Тяжело дыша, сажусь прямее, плотнее заворачиваюсь в одеяла и только тут спохватываюсь, что украла его единственное средство согреться. Даже в голову не пришло, что он мерзнет не меньше меня. Зябко дрожу; Адам, впрочем, кажется неподвижным — мощный силуэт на фоне занавеса черноты.
— В этом заведеньице крики никогда не смолкают, что ли?
— Нет, — отвечаю почти беззвучно. На щеках проступает легкая краска, но в темноте не заметно. Адам, должно быть, слышал мои крики.
Иногда мне хочется, чтобы не надо было спать. Иногда думаю, что если замереть и не шевелиться никогда-никогда, все изменится. Я замру, и боль замрет. Иногда не двигаюсь часами. Ни на дюйм.

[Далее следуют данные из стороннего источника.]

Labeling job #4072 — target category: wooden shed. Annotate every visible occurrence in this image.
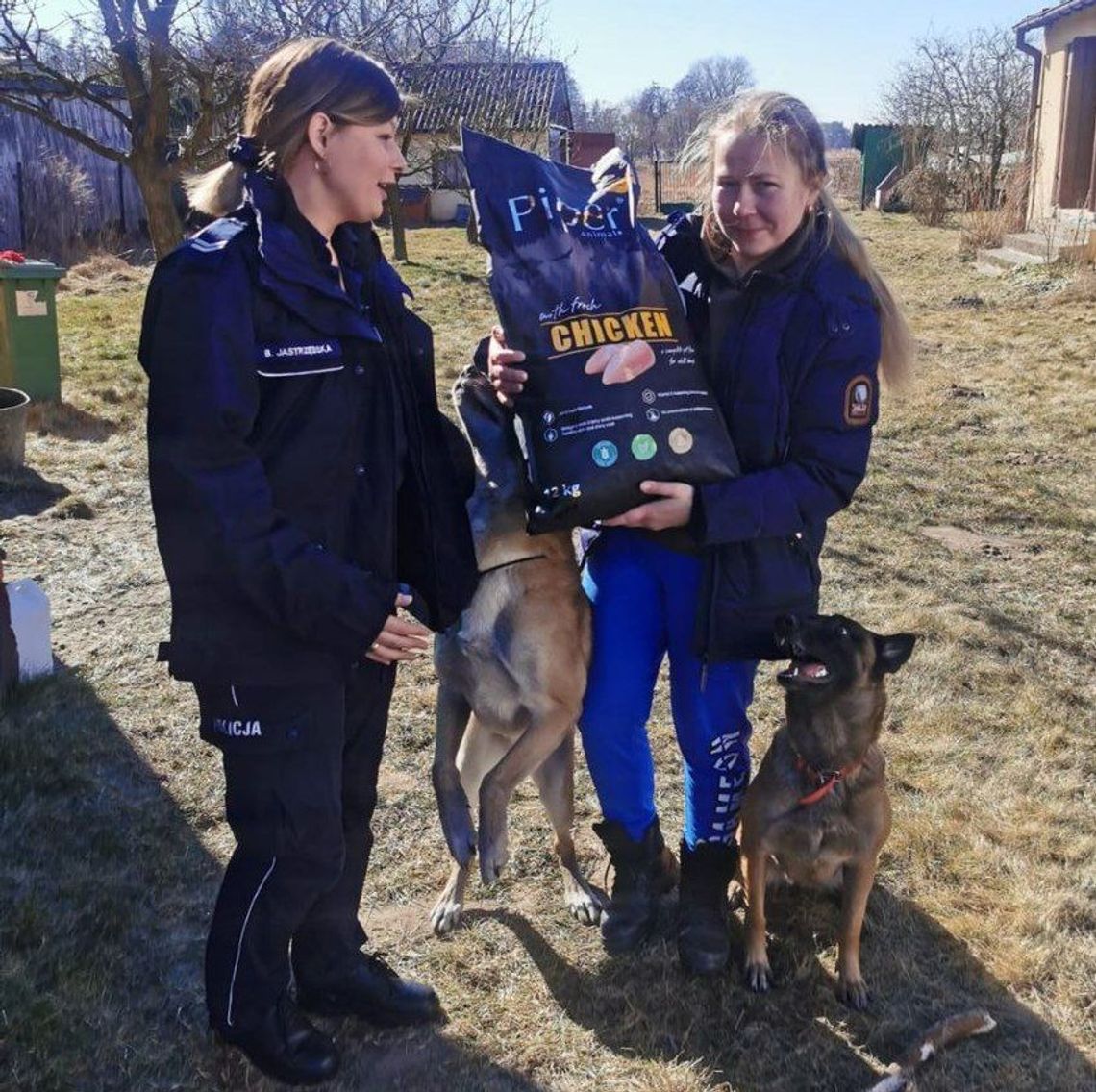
[0,78,146,261]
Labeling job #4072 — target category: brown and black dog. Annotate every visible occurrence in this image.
[431,364,602,935]
[741,614,916,1008]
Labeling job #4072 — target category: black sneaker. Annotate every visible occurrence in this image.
[594,819,678,955]
[678,842,738,975]
[297,953,445,1028]
[213,994,338,1084]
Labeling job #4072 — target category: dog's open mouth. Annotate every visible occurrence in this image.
[776,657,830,686]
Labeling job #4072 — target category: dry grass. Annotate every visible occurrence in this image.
[0,213,1096,1092]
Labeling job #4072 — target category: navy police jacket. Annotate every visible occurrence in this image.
[659,215,880,660]
[139,173,477,684]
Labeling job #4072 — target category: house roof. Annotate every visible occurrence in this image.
[1012,0,1096,33]
[394,61,571,133]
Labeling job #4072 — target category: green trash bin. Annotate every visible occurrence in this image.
[0,261,65,401]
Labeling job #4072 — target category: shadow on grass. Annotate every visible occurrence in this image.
[464,887,1096,1092]
[0,665,548,1092]
[0,466,69,520]
[26,403,118,444]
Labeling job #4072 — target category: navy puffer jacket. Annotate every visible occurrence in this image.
[659,215,880,660]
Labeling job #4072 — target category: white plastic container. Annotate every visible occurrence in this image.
[6,579,54,679]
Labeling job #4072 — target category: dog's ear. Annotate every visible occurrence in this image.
[437,413,476,500]
[875,633,917,674]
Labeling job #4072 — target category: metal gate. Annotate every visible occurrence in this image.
[653,159,699,215]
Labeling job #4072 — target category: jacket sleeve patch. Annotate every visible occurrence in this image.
[845,375,876,424]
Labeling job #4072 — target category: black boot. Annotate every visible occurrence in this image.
[213,994,338,1084]
[678,842,738,975]
[297,952,445,1028]
[594,819,678,955]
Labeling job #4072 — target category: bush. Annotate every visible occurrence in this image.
[891,165,954,227]
[825,148,862,204]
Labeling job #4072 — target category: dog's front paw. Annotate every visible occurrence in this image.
[563,882,605,926]
[745,955,776,993]
[479,828,510,884]
[430,891,464,936]
[836,974,871,1012]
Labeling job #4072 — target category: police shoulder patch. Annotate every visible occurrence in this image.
[845,374,875,424]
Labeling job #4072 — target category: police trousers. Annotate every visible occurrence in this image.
[195,662,396,1030]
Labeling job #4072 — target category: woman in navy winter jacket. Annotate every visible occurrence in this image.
[140,38,476,1083]
[491,93,909,974]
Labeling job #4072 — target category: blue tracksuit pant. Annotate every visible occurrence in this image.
[580,528,758,848]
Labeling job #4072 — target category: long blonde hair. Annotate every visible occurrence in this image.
[183,38,402,216]
[682,91,914,387]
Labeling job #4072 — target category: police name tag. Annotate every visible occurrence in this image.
[258,338,343,376]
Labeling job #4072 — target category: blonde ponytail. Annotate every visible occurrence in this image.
[183,163,243,216]
[819,189,916,389]
[183,38,402,216]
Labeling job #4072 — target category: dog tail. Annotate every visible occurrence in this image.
[868,1008,997,1092]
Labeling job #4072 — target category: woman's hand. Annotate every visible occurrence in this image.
[602,482,696,531]
[486,326,528,406]
[365,594,433,664]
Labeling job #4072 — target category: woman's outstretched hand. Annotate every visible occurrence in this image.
[602,482,696,531]
[486,326,528,406]
[365,594,433,664]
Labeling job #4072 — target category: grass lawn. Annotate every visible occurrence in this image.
[0,213,1096,1092]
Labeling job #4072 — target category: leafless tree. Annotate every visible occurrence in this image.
[0,0,542,255]
[883,29,1032,209]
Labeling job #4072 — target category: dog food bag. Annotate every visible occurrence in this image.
[461,128,738,534]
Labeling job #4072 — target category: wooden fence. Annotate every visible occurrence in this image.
[0,99,147,264]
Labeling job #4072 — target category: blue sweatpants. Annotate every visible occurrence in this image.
[580,528,758,849]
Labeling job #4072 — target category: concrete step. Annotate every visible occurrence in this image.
[1003,224,1089,262]
[977,247,1047,270]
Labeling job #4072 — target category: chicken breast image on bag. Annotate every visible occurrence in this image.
[461,128,738,534]
[582,341,656,384]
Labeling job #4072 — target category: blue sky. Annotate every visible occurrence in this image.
[37,0,1051,124]
[545,0,1051,124]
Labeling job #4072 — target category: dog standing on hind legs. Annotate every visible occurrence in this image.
[741,614,916,1008]
[431,364,602,935]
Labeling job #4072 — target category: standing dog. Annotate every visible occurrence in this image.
[431,364,602,935]
[741,614,916,1008]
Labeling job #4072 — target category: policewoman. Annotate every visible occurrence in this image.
[140,38,476,1084]
[491,92,910,975]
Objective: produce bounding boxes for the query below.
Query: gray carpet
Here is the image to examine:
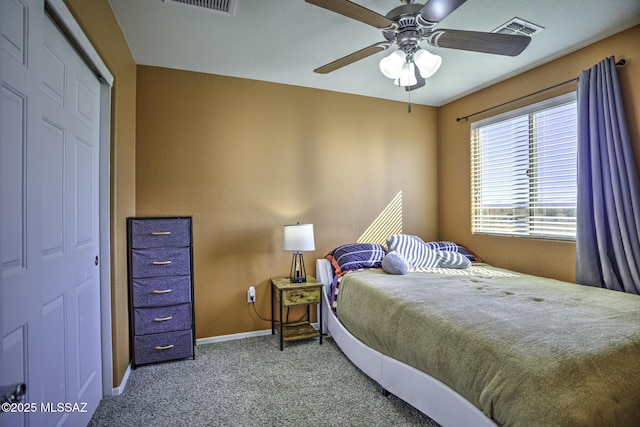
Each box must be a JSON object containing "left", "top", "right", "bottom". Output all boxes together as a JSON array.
[{"left": 89, "top": 335, "right": 437, "bottom": 427}]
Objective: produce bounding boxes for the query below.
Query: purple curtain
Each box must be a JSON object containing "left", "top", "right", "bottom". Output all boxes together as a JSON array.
[{"left": 576, "top": 57, "right": 640, "bottom": 294}]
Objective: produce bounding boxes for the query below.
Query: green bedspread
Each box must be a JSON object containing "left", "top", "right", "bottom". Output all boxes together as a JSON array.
[{"left": 337, "top": 265, "right": 640, "bottom": 427}]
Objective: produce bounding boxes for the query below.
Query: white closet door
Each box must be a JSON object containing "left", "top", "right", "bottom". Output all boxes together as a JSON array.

Если время остановится, ничего дурного не произойдет.
— Тебе плохо? — В голосе Адама слышится озабоченность. Я смотрю на его сжатые кулаки, на глубокую поперечную морщину, пересекающую лоб, на напряженный подбородок. Человек, укравший у меня кровать и одеяло, сегодня обошелся без ничего. Задиристый и беззаботный считанные часы назад; внимательный и тихий сейчас. Мне становится не по себе: неужели он так быстро сломался? Что такого он слышал, пока я спала?
Жаль, что я не могу спасти его от страха.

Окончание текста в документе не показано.